ACE ‘08 X-Doc Coref Bakeoff

by

The ACE ’08 site is up. In addition to the schedule, you’ll want to check out the evaluation plan.

Anyone can play, but there’s a gag order on any result comparisons and the data’s strictly proprietary (from LDC).

The evaluation plan is particularly interesting as a case study in specifying an ontology and tagging standard for a complicated problem. If you’ve never thought about something like this, I’d recommend it highly. Don’t spend too much time worrying about their evaluation metrics.

One interesting note: they’ll be using Breck Baldwin’s and Amit Bagga’s B-Cubed measure for cross-document coreference scoring. I still like relational scoring myself, especially as it allows for uncertainty on coreference to be “integrated out”. But I’ve never been able to convince anyone else about its usefulness.

We (Alias-i) probably won’t have time to participate. Our research energy’s going to be mostly directed toward our NIH grant, which itself has a cross-document coreference and entity extraction component, but one focused on high recall and database linkage rather than first-best clustering.

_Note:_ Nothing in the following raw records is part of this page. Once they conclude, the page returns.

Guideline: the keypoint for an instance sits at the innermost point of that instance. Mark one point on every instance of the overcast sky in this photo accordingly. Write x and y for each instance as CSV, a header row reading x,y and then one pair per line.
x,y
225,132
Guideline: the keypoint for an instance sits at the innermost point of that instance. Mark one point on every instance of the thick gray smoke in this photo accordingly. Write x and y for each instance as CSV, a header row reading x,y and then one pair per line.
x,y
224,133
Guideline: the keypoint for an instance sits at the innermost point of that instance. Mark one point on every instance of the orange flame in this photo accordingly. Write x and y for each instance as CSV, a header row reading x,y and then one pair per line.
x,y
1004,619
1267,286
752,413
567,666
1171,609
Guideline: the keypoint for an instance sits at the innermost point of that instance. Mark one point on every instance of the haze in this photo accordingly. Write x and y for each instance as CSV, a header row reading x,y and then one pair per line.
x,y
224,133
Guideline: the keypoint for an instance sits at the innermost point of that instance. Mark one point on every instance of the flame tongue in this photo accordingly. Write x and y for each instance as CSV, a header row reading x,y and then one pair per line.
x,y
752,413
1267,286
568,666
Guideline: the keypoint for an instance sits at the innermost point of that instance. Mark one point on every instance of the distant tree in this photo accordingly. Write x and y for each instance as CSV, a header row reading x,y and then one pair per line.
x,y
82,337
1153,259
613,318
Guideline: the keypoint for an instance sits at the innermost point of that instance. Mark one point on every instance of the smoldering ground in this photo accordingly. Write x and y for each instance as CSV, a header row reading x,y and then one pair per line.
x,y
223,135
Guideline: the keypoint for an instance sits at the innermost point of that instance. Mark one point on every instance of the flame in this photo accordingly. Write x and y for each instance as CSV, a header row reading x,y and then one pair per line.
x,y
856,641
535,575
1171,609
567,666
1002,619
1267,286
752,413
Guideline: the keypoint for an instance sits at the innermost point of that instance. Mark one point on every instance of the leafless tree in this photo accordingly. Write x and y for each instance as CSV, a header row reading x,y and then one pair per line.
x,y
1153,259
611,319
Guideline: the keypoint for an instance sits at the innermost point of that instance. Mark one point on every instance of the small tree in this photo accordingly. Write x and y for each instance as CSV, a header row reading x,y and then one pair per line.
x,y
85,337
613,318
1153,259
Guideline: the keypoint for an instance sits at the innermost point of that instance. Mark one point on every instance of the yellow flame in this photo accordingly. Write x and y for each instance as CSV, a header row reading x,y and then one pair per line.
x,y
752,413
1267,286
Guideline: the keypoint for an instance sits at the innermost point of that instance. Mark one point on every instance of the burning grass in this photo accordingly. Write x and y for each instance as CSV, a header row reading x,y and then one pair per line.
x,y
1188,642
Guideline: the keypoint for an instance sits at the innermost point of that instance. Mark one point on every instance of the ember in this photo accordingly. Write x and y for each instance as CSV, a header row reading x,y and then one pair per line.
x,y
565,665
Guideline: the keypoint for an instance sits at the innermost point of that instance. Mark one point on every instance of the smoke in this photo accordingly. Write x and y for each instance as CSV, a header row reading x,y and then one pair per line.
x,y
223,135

If I had my research druthers and decided to take on this problem, I’d focus on Dirichlet process clusterers. In particular, I’d like to see a truly Bayesian version of something like Haghighi and Klein (2007) that used posterior sampling. Even more fun would be to integrate (pun intended) with a Bayesian tagger, like the one described in Finkel et al. (2005). In fact, it looks like Finkel et al. (2006) are already thinking along these lines in other arenas.

I’ve been fascinating with cascading processing, and in particular on-line disambiguation, ever since grad school, where I was encouraged in this pursuit by Mark Steedman (who knew computational linguists had Wikipedia entries?). Online processing and disparate information integration for disambiguation was even the subect of my job talk at Carnegie Mellon way back in 1989. It was what I was working on at the end of my time at Bell Labs, which spun out into my last ACL publication, Collins et al. (2004).